この公案に取り組んでいたところ、師家は、「自己本来の面目を考えよ。」とだけ言われた。
いま、考えても、この公案は、人生を左右する大命題だと思う。
映画「3時10分、決断のとき」は、まさしく、この自己本来の面目を描いた映画である。

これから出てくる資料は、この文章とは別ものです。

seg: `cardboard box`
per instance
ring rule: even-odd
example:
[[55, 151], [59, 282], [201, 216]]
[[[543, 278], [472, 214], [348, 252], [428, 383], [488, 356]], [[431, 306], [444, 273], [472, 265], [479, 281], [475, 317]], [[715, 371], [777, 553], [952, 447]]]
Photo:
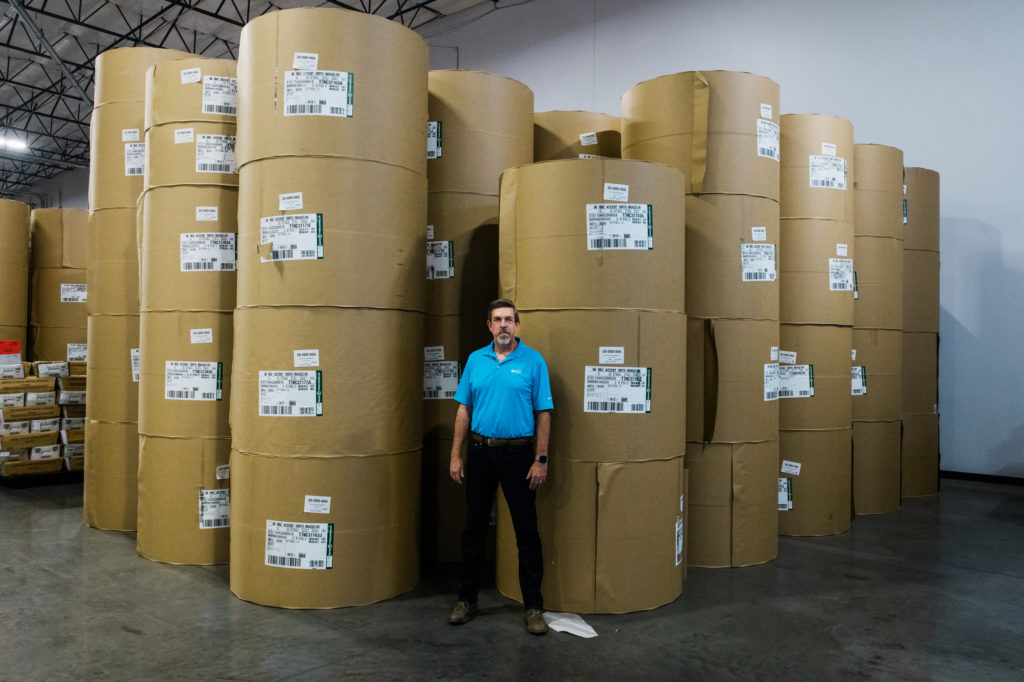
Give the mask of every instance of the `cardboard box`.
[[[780, 468], [790, 481], [792, 508], [778, 513], [780, 536], [833, 536], [850, 529], [852, 429], [778, 433]], [[781, 486], [781, 483], [780, 483]], [[780, 495], [781, 497], [781, 495]]]
[[440, 125], [427, 152], [430, 191], [498, 195], [506, 168], [534, 161], [534, 92], [519, 81], [479, 71], [431, 71], [428, 119]]
[[238, 189], [157, 187], [139, 202], [140, 309], [233, 310]]
[[[424, 309], [425, 176], [321, 157], [250, 163], [239, 177], [239, 307]], [[381, 187], [387, 201], [373, 199]], [[284, 194], [301, 194], [302, 208], [282, 210]], [[310, 257], [299, 259], [302, 251]]]
[[594, 112], [536, 112], [534, 161], [618, 159], [623, 136], [617, 116]]
[[782, 218], [779, 224], [779, 319], [792, 325], [853, 325], [853, 223]]
[[[423, 443], [422, 338], [418, 312], [239, 308], [232, 446], [296, 457], [418, 450]], [[309, 352], [297, 358], [296, 351]], [[306, 408], [308, 413], [299, 416]], [[292, 415], [282, 414], [287, 412]]]
[[853, 512], [888, 514], [900, 506], [900, 423], [853, 423]]
[[[616, 186], [628, 191], [613, 191]], [[546, 161], [505, 171], [499, 231], [503, 297], [522, 310], [682, 312], [682, 189], [678, 170], [622, 159]], [[621, 226], [625, 220], [628, 227]]]
[[689, 564], [750, 566], [778, 555], [778, 439], [695, 443], [689, 474]]
[[[314, 58], [297, 65], [296, 53]], [[382, 61], [381, 54], [388, 58]], [[249, 22], [239, 55], [239, 111], [246, 113], [236, 148], [240, 168], [257, 159], [322, 155], [380, 161], [426, 175], [428, 55], [413, 31], [360, 12], [288, 9]], [[351, 84], [347, 116], [289, 115], [303, 111], [289, 106], [327, 98], [324, 89], [299, 97], [294, 90], [286, 93], [286, 84], [301, 84], [299, 75], [308, 69], [341, 72], [332, 92], [340, 95], [334, 102], [338, 110], [346, 108], [341, 88]]]
[[138, 327], [138, 315], [89, 317], [89, 419], [138, 421], [138, 377], [132, 371]]
[[939, 174], [927, 168], [903, 169], [904, 248], [939, 251]]
[[144, 189], [175, 184], [237, 186], [234, 123], [185, 121], [145, 131]]
[[903, 151], [885, 144], [854, 144], [853, 153], [855, 233], [902, 240]]
[[198, 56], [153, 65], [145, 71], [145, 129], [177, 121], [233, 125], [238, 118], [236, 71], [233, 59]]
[[32, 211], [33, 269], [85, 269], [85, 209], [34, 209]]
[[[685, 72], [623, 94], [623, 157], [686, 174], [686, 193], [778, 201], [778, 84], [755, 74]], [[762, 123], [764, 121], [764, 123]], [[774, 156], [759, 140], [771, 136]]]
[[143, 312], [139, 334], [139, 433], [229, 438], [231, 313]]
[[852, 366], [864, 368], [867, 391], [853, 395], [853, 420], [898, 421], [903, 412], [903, 333], [855, 328], [853, 349], [857, 356]]
[[857, 295], [853, 326], [903, 328], [903, 242], [885, 237], [857, 237]]
[[931, 414], [939, 407], [939, 335], [903, 332], [904, 413]]
[[500, 294], [498, 198], [432, 191], [427, 225], [427, 312], [485, 319]]
[[83, 519], [104, 530], [134, 530], [138, 516], [138, 426], [88, 420]]
[[686, 197], [686, 314], [778, 321], [778, 202]]
[[520, 338], [551, 378], [553, 459], [635, 462], [685, 452], [686, 315], [540, 310], [521, 319]]
[[227, 563], [230, 438], [139, 435], [139, 555], [176, 564]]
[[939, 254], [903, 250], [903, 331], [939, 333]]
[[[136, 211], [114, 208], [89, 214], [90, 315], [138, 314]], [[176, 283], [167, 283], [173, 290]]]
[[[336, 608], [374, 603], [416, 586], [419, 449], [310, 458], [232, 450], [230, 467], [230, 587], [241, 599], [285, 608]], [[309, 497], [318, 499], [315, 507], [307, 506]], [[287, 567], [289, 558], [298, 557], [268, 547], [267, 530], [295, 531], [284, 527], [288, 523], [317, 524], [311, 530], [329, 543], [330, 568]], [[326, 560], [323, 545], [311, 549]], [[278, 563], [268, 565], [268, 556], [280, 557], [273, 559]], [[303, 562], [311, 559], [307, 552]]]
[[[779, 326], [779, 372], [783, 366], [811, 366], [813, 394], [779, 397], [780, 429], [849, 429], [852, 419], [853, 330], [825, 325]], [[784, 353], [796, 353], [785, 363]]]
[[[682, 593], [683, 457], [650, 462], [566, 462], [557, 456], [538, 491], [545, 607], [573, 613], [656, 608]], [[522, 601], [518, 552], [498, 497], [498, 591]]]
[[779, 215], [853, 223], [853, 124], [835, 116], [785, 114], [780, 127]]
[[777, 322], [689, 318], [689, 440], [749, 442], [778, 437], [777, 386], [774, 382], [768, 386], [777, 373], [778, 343]]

主人公のダン・エヴァンスは、南北戦争に参加し、南部の人間にもかかわらず、勝ち馬に乗ろうと北軍に着き、退却戦で仲間の流れ玉に合い、片足を失ってしまう。しかし、ろくに恩給ももらえず、家に帰ったものの、今度は、立ち退き騒動に巻き込まれ、馬小屋に火をかけられ、次は家を焼くぞと脅されている。そんなダメ親父が、天下の大悪党ベン・ウェイド(ラッセル・クロウ)を連行し、ユマ行きの列車に乗せる。そんな危険な役目を、たった200ドルで仰せつかる。その200ドルでなんとか借金を返済し、家族と家を守ろうとするが、途中、ベン・ウェイドに1000ドルをお前にやるから、見逃せと迫る。しかし、主人公の親父。ダン・エヴァンスは、「俺は、息子に誇れるものは何もない!せめて、お前を列車に乗せたところを見せたい!」とベン・ウェイドに言い放つ。

親父とは、そういう生き物でなくてはならないと、俺も思う。